UN urges a push toward low-carbon tech to avoid a climate catastrophe

On our current trajectory, we'll easily pass the Paris Agreement's 2-degree Celsius target.

The world is on a collision course towards a catastrophic 3 degree Celsius increase in global temperatures. That’s the primary finding of the United Nations’ 2020 Emissions Gap Report, which its Environment Program published on Wednesday. The report details the drastic steps governments, businesses and individuals will have to undertake if the world will have any chance to meet the less than 2-degree Celsius goal laid out in the 2015 Paris Accord or the increasingly unlikely 1.5 degree Celsius target put forward by the IPCC in 2018.

The report found that global emissions could fall up to 7 percent this year due to reduced activities like air travel during the pandemic. However, the UN estimates that dip will translate to a negligible 0.01 Celsius reduction in global temperatures by 2050, and it expects 2020 will still end up being one of the warmest years in human history. As things currently stand, the UN predicts emissions in 2030 will put the planet on a course toward a 3.2-degree Celsius increase by mid-century. And there are no two ways about it: that much of a rise in global temperatures would be catastrophic to life on Earth. Among other outcomes, there would be mass extinctions, and rising sea levels could displace as many as 275 million people globally, leading to an unprecedented migrant crisis.

The emission reduction targets or nationally determined contributions (NDCs) global governments agreed to under the Paris Accord are “woefully inadequate,” according to the UN. It says governments need to commit to targets that are at least three times as ambitious to limit the global temperature increase to 2-degrees Celsius.

If there’s any silver lining to the report, it’s that the UN says the 2-degree target is still attainable if governments around the world commit to a “green recovery” coming out of the pandemic. Policy initiatives like the Green New Deal could reduce predicted emissions in 2030 by as much as 25 percent. By investing in zero-emission technologies, cutting back on fossil fuel subsidies, building no new coal plants and launching ambitious reforestation projects, there’s even the possibility we could course-correct toward the 1.5-degree target, provided governments move fast enough.

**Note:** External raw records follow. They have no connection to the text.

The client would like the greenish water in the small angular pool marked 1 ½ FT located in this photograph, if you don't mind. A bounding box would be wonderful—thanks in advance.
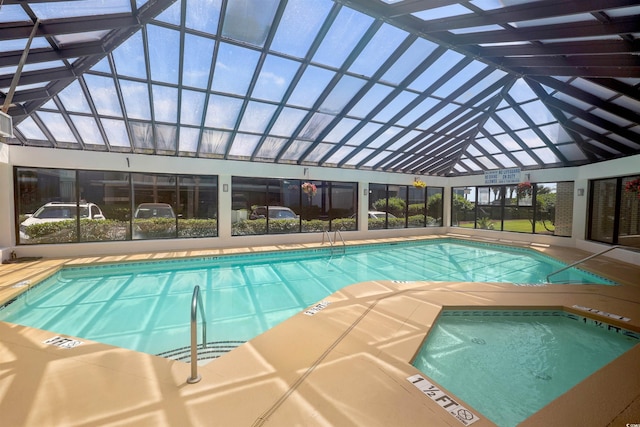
[413,310,640,427]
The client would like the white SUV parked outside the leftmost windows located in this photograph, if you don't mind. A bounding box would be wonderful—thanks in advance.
[20,202,105,239]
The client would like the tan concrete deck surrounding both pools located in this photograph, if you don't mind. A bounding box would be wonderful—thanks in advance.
[0,236,640,427]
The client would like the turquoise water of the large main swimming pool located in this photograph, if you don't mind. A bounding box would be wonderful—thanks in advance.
[0,239,613,354]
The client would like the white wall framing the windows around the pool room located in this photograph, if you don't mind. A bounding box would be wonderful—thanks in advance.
[0,144,640,264]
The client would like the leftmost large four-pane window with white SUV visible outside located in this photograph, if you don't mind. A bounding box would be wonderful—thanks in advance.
[15,167,218,244]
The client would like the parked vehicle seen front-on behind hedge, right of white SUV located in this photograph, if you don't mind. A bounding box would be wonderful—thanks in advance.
[133,203,176,239]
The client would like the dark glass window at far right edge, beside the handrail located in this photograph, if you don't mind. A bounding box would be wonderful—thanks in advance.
[588,175,640,248]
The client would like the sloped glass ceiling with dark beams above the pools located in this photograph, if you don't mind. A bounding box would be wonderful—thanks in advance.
[0,0,640,176]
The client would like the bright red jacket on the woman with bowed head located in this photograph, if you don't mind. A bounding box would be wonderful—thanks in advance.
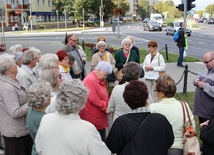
[80,71,109,129]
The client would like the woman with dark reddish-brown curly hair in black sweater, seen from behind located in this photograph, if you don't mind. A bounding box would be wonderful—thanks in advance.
[106,80,174,155]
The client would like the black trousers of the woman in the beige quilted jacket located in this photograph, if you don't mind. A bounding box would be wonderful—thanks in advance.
[3,135,33,155]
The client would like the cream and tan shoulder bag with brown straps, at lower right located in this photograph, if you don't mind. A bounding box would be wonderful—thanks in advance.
[181,101,201,155]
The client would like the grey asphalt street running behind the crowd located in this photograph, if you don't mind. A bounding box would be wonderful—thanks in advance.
[2,22,214,59]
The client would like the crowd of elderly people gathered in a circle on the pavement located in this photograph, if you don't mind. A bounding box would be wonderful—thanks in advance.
[0,30,214,155]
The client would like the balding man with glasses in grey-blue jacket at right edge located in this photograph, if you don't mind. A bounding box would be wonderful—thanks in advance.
[193,51,214,123]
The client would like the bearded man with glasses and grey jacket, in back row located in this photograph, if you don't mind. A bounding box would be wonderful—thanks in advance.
[62,33,87,80]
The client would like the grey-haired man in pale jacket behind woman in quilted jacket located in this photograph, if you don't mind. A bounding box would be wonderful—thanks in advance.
[16,50,40,90]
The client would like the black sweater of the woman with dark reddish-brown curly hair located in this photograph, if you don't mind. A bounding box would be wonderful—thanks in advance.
[106,112,174,155]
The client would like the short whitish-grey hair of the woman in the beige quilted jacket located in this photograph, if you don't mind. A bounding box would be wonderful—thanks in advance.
[0,53,16,75]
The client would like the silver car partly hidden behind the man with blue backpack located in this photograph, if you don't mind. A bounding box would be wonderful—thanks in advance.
[165,22,192,36]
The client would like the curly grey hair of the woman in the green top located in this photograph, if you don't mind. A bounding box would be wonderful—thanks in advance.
[28,81,52,109]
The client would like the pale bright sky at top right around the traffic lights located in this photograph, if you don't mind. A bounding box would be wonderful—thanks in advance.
[173,0,214,10]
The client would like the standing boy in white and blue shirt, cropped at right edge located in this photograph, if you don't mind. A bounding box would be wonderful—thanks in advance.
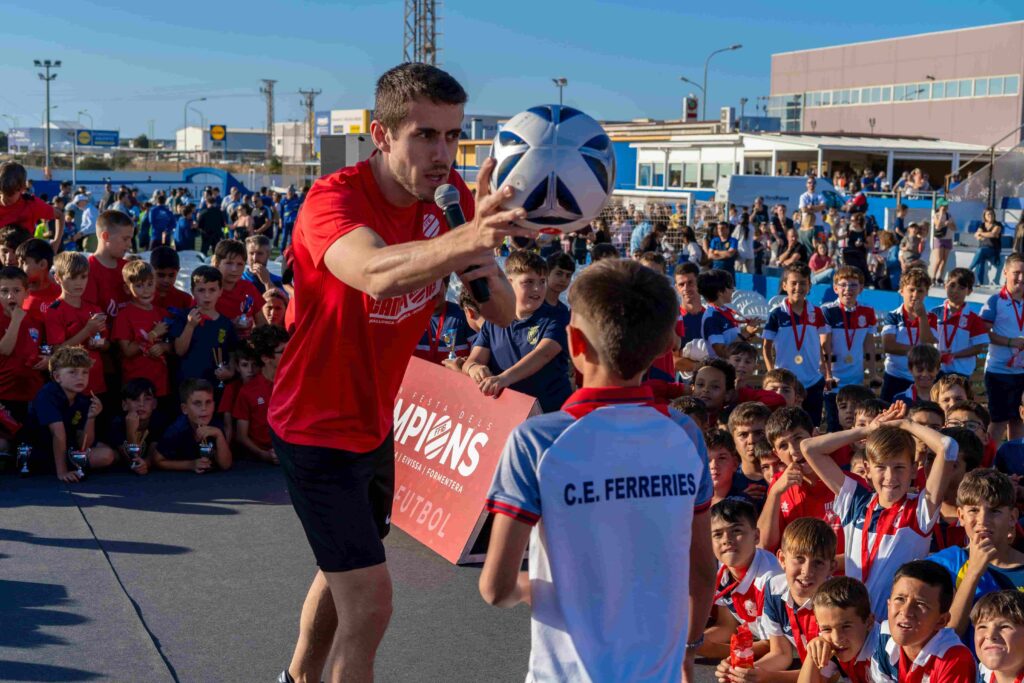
[981,253,1024,443]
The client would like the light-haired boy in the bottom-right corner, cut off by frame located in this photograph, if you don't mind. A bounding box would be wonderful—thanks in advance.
[971,591,1024,683]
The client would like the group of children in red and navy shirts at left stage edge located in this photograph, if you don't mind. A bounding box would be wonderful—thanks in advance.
[0,200,291,482]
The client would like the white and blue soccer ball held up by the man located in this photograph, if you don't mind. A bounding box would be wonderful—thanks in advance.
[490,104,615,233]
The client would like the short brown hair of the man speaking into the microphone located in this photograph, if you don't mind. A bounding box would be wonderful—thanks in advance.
[374,61,468,134]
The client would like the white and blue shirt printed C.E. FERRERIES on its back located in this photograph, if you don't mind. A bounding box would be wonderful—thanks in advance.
[486,386,713,683]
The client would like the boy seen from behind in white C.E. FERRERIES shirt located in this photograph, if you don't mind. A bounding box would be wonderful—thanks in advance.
[480,259,715,683]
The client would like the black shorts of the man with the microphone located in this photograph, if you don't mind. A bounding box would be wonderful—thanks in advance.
[273,434,394,571]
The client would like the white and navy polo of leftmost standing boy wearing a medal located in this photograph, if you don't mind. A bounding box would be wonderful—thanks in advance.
[762,301,825,387]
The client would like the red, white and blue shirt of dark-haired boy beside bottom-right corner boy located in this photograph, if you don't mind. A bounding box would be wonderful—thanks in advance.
[870,620,977,683]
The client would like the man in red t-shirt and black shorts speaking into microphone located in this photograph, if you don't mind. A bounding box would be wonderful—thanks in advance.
[268,63,536,683]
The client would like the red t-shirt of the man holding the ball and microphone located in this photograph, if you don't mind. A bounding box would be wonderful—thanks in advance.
[268,161,473,453]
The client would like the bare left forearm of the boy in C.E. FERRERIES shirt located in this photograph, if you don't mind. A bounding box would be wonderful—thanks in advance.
[479,514,532,607]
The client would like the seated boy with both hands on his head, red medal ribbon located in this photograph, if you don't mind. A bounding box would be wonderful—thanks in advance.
[801,401,958,616]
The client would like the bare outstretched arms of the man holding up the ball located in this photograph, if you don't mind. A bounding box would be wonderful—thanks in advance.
[324,159,537,326]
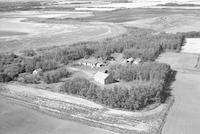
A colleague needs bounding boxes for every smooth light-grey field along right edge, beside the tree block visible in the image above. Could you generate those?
[158,53,200,134]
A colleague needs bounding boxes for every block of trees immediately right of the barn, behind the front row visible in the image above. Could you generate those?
[109,62,171,81]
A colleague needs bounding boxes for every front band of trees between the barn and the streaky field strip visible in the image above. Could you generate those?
[61,78,168,110]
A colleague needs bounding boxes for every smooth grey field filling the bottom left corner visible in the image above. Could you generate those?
[0,97,114,134]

Individuals, particularly those who live in the developed world, will also need to do their part. Emissions generated by the wealthiest one percent — those who earn more than $109,000 per year — of the world’s population accounts for more than twice the combined share of 50 percent of the planet’s poorest. Here, again, the right policy could mean the difference, with the UN suggesting governments should invest in incentives and programs that encourage people to cycle, travel by rail instead of plane where feasible and make their homes more energy-efficient.

“Everybody — from governments to businesses to individual consumers — needs to work together to resolve a growing crisis that will dwarf the impacts of COVID-19 in both scale and longevity.”